L'effet des taux d'intérêt bas, combiné à celui d'une surévaluation du taux de change en termes réels, encourage la fuite des capitaux14. REISEN et TROTSENBURG estiment la fuite des capitaux, entre 1978 et 1981, à 19,6 milliards de dollars pour l'Argentine, 11,5 pour l'Indonésie, 6,2 pour la Corée, 23,2 pour le Mexique, 7,1 pour les Philippines et à 20,9 pour le Venezuela15. Les chiffres qu'ils obtiennent en comparant le volume des dépôts détenus à l'extérieur par les nationaux et celui des dépôts auprès du système bancaire national attestent d'une corrélation positive entre taux d'intérêts réels négatifs et la fuite de capitaux. A titre d'exemple, les dépôts à l'étranger exprimés en pourcentage des dépôts à l'intérieur dépassent 100 % pour l'Argentine durant la période allant de 1983 à 198516. D'après la Banque Mondiale, la fuite des capitaux en pourcentage des entrées brutes de capitaux a été, pour la période 79-82 de 136,6 %, pour le Venezuela, de 65,1 % pour l'Argentine et de 47,8 % pour le Mexique17.

Notes
9.

Idem, p. 67à 75.

10.

L'investissement permet d'augmenter le stock du capital et influence à ce titre le taux de croissance du PIB. Aussi, faut-il tenir compte de son effet. De même, les termes de l'échange, qui expriment le pouvoir d'achat des exportations, influencent directement le taux de croissance du PIB par les importations que le pays peut acquérir.

11.

Idem, p. 77

12.

Idem, p. 78.

13.

J.P. BENOIT : Taux d'intérêts administrés et taux de marché in D. KESSLER et P.A. ULLMO : Epargne et Développement, Economica 1985, p. 75.

14.

La méthode utilisée et très contestée pour estimer l'évasion des capitaux est celle qui consiste

à corriger la somme constituée par l'accroissement de la dette extérieure et des investissements

étrangers par celle constituée du déficit de la balance courante et de la variation des réserves de

change.

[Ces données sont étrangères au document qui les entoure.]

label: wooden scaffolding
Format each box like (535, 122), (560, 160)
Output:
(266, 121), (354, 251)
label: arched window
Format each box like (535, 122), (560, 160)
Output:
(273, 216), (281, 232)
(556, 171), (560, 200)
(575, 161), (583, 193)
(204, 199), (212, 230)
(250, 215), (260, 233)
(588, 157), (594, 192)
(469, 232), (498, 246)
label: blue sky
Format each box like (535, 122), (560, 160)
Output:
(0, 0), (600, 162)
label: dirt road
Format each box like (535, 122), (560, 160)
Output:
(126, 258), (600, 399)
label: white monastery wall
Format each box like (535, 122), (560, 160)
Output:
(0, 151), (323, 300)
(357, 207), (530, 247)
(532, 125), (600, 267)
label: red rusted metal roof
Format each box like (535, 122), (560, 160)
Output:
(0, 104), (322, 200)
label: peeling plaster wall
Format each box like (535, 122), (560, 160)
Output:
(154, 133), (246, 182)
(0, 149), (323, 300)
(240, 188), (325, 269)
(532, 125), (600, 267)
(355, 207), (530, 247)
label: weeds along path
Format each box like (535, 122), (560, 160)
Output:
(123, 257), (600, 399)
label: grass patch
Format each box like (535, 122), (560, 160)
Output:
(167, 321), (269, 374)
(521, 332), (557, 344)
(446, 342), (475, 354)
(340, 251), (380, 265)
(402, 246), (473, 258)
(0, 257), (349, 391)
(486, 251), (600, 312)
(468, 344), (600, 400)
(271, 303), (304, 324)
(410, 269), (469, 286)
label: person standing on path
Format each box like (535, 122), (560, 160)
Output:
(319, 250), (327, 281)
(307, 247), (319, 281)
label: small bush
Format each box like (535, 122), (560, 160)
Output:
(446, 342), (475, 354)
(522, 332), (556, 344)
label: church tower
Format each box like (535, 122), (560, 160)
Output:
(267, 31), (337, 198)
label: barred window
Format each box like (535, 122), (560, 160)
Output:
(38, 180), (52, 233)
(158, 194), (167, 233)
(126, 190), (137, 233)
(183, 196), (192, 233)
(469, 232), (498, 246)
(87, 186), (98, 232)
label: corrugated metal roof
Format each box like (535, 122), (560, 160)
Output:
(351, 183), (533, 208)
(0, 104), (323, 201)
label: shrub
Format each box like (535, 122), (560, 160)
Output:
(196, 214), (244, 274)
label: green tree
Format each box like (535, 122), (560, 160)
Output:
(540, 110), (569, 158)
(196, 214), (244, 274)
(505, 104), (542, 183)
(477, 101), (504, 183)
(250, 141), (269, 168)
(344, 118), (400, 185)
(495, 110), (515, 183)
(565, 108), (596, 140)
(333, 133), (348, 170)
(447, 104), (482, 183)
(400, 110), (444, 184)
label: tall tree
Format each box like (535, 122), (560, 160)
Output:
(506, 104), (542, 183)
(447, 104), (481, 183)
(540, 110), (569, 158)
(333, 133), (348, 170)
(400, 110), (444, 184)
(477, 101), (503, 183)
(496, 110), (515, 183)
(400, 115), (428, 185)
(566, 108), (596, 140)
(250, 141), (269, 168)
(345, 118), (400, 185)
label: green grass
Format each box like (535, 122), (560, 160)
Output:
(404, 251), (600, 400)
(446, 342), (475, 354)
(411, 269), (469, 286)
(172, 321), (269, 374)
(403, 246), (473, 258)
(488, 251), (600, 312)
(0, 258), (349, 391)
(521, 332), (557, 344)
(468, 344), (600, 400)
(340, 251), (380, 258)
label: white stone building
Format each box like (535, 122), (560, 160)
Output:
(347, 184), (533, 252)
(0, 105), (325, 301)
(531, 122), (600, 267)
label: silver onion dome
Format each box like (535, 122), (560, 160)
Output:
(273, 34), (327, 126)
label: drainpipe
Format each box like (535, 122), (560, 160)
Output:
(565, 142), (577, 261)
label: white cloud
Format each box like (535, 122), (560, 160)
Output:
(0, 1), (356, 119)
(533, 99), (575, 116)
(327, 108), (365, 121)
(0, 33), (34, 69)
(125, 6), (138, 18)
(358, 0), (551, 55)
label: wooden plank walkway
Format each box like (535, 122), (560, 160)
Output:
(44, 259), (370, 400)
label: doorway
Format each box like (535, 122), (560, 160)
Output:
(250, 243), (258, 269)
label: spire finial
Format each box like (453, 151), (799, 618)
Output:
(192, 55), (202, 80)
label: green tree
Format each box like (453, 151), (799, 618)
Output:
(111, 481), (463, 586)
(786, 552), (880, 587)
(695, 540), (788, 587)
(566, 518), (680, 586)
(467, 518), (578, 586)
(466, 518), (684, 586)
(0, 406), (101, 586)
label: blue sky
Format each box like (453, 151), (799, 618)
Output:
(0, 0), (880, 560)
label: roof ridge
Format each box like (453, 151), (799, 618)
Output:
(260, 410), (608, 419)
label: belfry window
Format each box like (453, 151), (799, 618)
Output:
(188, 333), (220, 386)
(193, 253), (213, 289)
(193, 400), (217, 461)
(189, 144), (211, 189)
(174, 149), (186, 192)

On estime qu'il y a une fuite de capitaux si la première somme est supérieure à la

seconde

15.

H. REISEN et A.V. TROTSENBURG : La dette des pays en développement : Le problème

budgétaire et la question des transferts. OCDE 1988, p. 59.

16.

(3) Idem, p. 58.

17.

Banque Mondiale : Rapport sur le développement dans le Monde 1985, p. 72.